3. Analysis of occurrence and treatment of perioperative complete atrioventricular block by transcatheter aortic valve implantation

原因
先天性の場合
・先天性CAVB(免疫性)は、母体由来の自己抗体(抗SSA/Ro抗体や抗SSB/La抗体)が胎児の心臓組織を攻撃することで発生します。
・通常妊娠20~24週頃に始まり、胎児の心拍数が35~55回/分程度に低下することがあります。
後天性の場合
後天性CAVBは以下の要因によって引き起こされます。
- 急性心筋梗塞(特に下壁梗塞)
心筋への血流障害が刺激伝導系を損傷します。 - 感染症
ライム病などが挙げられます - 薬剤性
β遮断薬やカルシウム拮抗薬など、一部の薬剤が伝導系を抑制する場合があります。 - 術後合併症
大動脈弁置換術や経皮的カテーテル治療後にも発生することがあります。
症状
CAVBの症状は心拍数低下による全身への血流不足に関連します。以下のような症状が見られることがあります。
- 徐脈(脈拍数が極端に遅い)
- めまい
- 意識消失(アダムス・ストークス発作)
- 運動時の息切れや疲労感
- 胸痛
特に小児では、成長遅延や活動量低下といった非特異的な症状も見られるため注意が必要です。
診断
1. 心電図(ECG)
・CAVBではP波とQRS波が独立して記録されます。これが診断の決定的な所見です。
2. ホルター心電図
・24時間モニタリングで一過性のブロックも確認できます。
3. 心エコー検査
・先天性の場合は胎児期から診断可能であり、母体抗体検査も併せて行います
治療
1. ペースメーカー植込み
・完全房室ブロックの標準的治療法はペースメーカーです。特に症状を伴う場合や持続的な徐脈では必須となります。
・成長期を含む生涯にわたるデバイス留置を要する小児では、血管閉塞とリード断線への配慮を忘れてはならない。
・心外膜リードでは留置位置が選択できるため、とくに先天性房室ブロックでは左室ペーシングが第一選択とされるようになっている。

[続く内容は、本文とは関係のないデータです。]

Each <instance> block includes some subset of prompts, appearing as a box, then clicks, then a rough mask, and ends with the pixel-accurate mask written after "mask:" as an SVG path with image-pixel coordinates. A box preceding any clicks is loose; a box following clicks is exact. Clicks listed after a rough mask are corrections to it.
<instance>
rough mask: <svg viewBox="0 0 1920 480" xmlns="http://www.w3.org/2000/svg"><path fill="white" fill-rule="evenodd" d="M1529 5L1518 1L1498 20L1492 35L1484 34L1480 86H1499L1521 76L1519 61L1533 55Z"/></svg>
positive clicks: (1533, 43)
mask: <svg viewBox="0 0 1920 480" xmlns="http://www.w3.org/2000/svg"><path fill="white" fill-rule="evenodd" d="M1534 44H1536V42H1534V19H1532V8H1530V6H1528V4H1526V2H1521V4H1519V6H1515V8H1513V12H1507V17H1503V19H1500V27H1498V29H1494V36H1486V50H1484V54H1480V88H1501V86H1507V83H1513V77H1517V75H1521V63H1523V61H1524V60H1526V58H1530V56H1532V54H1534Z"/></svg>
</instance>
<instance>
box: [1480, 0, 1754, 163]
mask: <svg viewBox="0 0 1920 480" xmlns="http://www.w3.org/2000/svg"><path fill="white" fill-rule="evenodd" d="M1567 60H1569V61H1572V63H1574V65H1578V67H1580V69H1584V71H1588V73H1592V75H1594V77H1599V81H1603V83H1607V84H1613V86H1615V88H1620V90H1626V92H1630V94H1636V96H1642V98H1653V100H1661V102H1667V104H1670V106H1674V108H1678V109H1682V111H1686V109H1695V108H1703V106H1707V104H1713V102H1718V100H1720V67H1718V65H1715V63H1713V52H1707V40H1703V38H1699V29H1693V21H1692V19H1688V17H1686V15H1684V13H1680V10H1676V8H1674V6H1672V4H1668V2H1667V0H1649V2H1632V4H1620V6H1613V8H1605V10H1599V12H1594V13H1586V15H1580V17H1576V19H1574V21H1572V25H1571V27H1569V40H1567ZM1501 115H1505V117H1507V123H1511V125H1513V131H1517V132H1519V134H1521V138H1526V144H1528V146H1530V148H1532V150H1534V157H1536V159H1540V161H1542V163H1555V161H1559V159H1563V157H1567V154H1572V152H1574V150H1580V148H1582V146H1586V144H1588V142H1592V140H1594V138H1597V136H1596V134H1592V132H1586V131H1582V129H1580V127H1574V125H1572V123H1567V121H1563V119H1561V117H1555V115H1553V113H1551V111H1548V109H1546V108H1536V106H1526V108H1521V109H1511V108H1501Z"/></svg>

・ペースメーカーのモードなどの詳細は下記ブログ記事参照です
2. 薬物療法
・一部のケースでは一時的な薬物療法(例:アトロピン)が有効ですが、根本的な治療にはなりません。
3. 原因疾患への対応
・例えば感染性の場合は抗生物質治療を行い、自己免疫疾患による先天性CAVBではステロイド投与も検討されます
予後・フォローアップ
・ペースメーカー植込み後、多くの患者で生活の質(QOL)が改善します。
・ただし、小児では成長に伴うデバイス交換や合併症管理が必要です。また、先天性CAVBの場合は母親への次回妊娠時リスク評価も重要です。
まとめ
・完全房室ブロックは適切な診断と治療によって予後を大きく改善できる疾患です。
・特に小児科領域では先天性CAVBへの早期対応が重要となります。本記事で紹介した内容を参考に、患者さんやご家族への説明やケアに役立ててください。